Department of Neurological Surgery, University of Washington, Seattle, WA 98195-6470, USA.
Mol Cancer Ther. 2010 May;9(5):1208-18. doi: 10.1158/1535-7163.MCT-10-0010.
Concurrent treatment with the methylating agent temozolomide during radiotherapy has yielded the first significant improvement in the survival of adult glioblastomas (GBM) in the last three decades. However, improved survival is observed in a minority of patients, most frequently those whose tumors display CpG methylation of the O(6)-methylguanine (O(6)-meG)-DNA methyltransferase (MGMT) promoter, and adult GBMs remain invariably fatal. Some, although not all, preclinical studies have shown that temozolomide can increase radiosensitivity in GBM cells that lack MGMT, the sole activity in human cells that removes O(6)-meG from DNA. Here, we systematically examined the temozolomide dose dependence of radiation killing in established GBM cell lines that differ in ability to remove O(6)-meG or tolerate its lethality. Our results show that minimally cytotoxic doses of temozolomide can produce dose-dependent radiosensitization in MGMT-deficient cells, MGMT-proficient cells, and MGMT-deficient cells that lack mismatch repair, a process that renders cells tolerant of the lethality of O(6)-meG. In cells that either possess or lack MGMT activity, radiosensitization requires exposure to temozolomide before but not after radiation and is accompanied by formation of double-strand breaks within 45 minutes of radiation. Moreover, suppressing alkyladenine-DNA glycosylase, the only activity in human cells that excises 3-methyladenine from DNA, reduces the temozolomide dose dependence of radiosensitization, indicating that radiosensitization is mediated by 3-methyladenine as well as by O(6)-meG. These results provide novel information on which to base further mechanistic study of radiosensitization by temozolomide in human GBM cells and to develop strategies to improve the outcome of concurrent temozolomide radiotherapy.

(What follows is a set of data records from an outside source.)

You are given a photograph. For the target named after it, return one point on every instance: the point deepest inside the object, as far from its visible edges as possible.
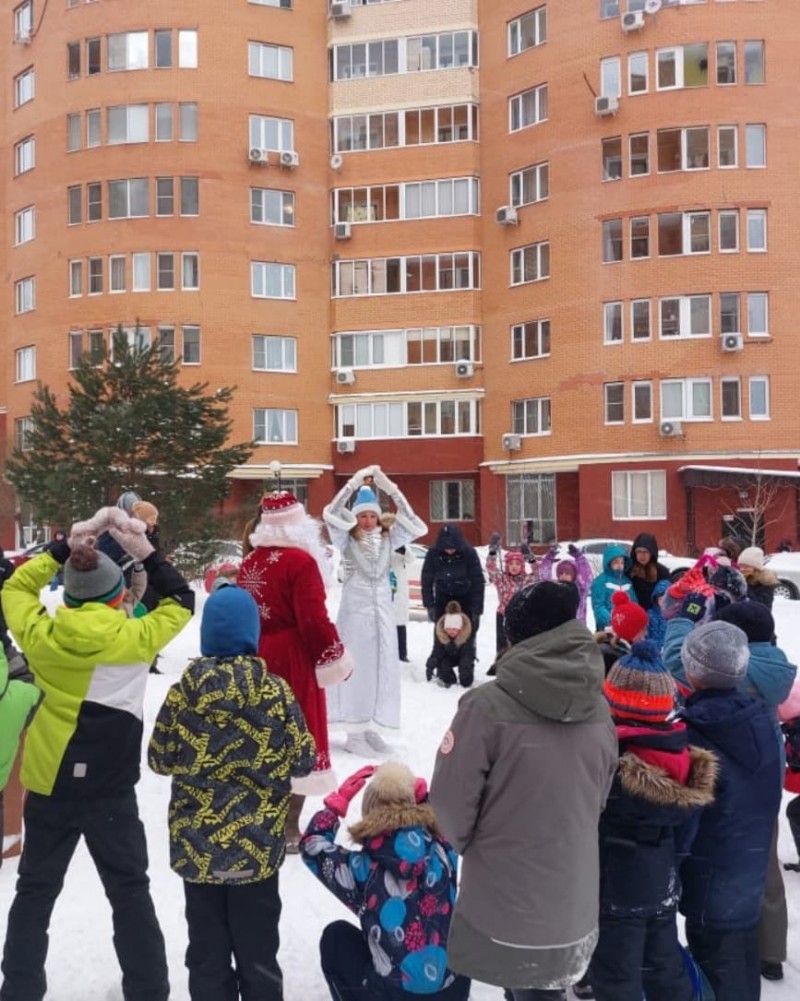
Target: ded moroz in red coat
(297, 641)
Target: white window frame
(623, 498)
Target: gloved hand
(130, 534)
(86, 533)
(695, 608)
(339, 801)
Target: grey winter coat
(520, 782)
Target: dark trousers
(347, 968)
(636, 956)
(793, 816)
(239, 922)
(115, 839)
(729, 960)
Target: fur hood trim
(391, 817)
(653, 784)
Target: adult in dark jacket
(519, 784)
(724, 876)
(452, 572)
(646, 571)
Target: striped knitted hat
(639, 687)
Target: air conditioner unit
(607, 105)
(633, 20)
(507, 215)
(732, 342)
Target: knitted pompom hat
(639, 687)
(90, 576)
(628, 619)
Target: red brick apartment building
(538, 259)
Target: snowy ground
(81, 965)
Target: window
(726, 63)
(611, 77)
(271, 133)
(75, 278)
(612, 323)
(164, 196)
(612, 158)
(273, 353)
(727, 146)
(275, 426)
(163, 49)
(686, 399)
(129, 199)
(530, 263)
(684, 66)
(638, 77)
(271, 281)
(759, 397)
(128, 123)
(24, 155)
(528, 108)
(26, 364)
(730, 398)
(25, 294)
(187, 49)
(528, 31)
(530, 340)
(95, 272)
(639, 494)
(190, 271)
(24, 87)
(640, 319)
(189, 196)
(614, 405)
(642, 401)
(116, 273)
(270, 207)
(127, 50)
(639, 146)
(453, 499)
(271, 61)
(187, 121)
(612, 240)
(756, 229)
(755, 145)
(531, 416)
(754, 62)
(729, 231)
(191, 344)
(140, 269)
(640, 236)
(24, 225)
(758, 314)
(686, 316)
(165, 271)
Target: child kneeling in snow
(401, 885)
(454, 647)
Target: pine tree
(128, 424)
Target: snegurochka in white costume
(365, 620)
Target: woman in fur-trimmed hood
(401, 884)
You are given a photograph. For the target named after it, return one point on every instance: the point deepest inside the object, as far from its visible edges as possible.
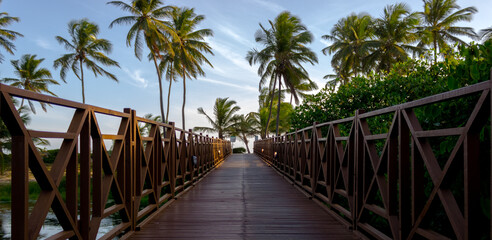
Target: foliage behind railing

在放疗期间同时使用甲基化试剂替莫唑胺治疗,是过去三十年中成人胶质母细胞瘤(GBM)生存状况首次得到显著改善。然而,只有少数患者的生存得到改善,这些患者通常是肿瘤中 O(6)-甲基鸟嘌呤(O(6)-meG)-DNA 甲基转移酶(MGMT)启动子发生 CpG 甲基化的患者,而成人 GBM 仍然是致命的。尽管并非所有临床前研究都表明,替莫唑胺可以增加缺乏 MGMT 的 GBM 细胞的放射敏感性,MGMT 是人类细胞中唯一从 DNA 中去除 O(6)-meG 的活性。在这里,我们系统地检查了在 O(6)-meG 去除能力或耐受其致死性方面存在差异的已建立的 GBM 细胞系中,替莫唑胺的放射杀伤剂量依赖性。我们的结果表明,替莫唑胺的最小细胞毒性剂量可在 MGMT 缺陷细胞、MGMT 阳性细胞和缺乏错配修复的 MGMT 缺陷细胞中产生剂量依赖性放射增敏作用,这一过程使细胞耐受 O(6)-meG 的致死性。在具有或缺乏 MGMT 活性的细胞中,放射增敏作用需要在照射前而非照射后暴露于替莫唑胺,并且伴随着在照射后 45 分钟内形成双链断裂。此外,抑制烷基腺嘌呤-DNA 糖基化酶,这是人类细胞中唯一从 DNA 中切除 3-甲基腺嘌呤的活性,降低了替莫唑胺放射增敏的剂量依赖性,表明放射增敏是由 3-甲基腺嘌呤以及 O(6)-meG 介导的。这些结果为进一步研究替莫唑胺在人类 GBM 细胞中的放射增敏作用的机制提供了新的信息,并为开发提高替莫唑胺放疗联合应用效果的策略提供了依据。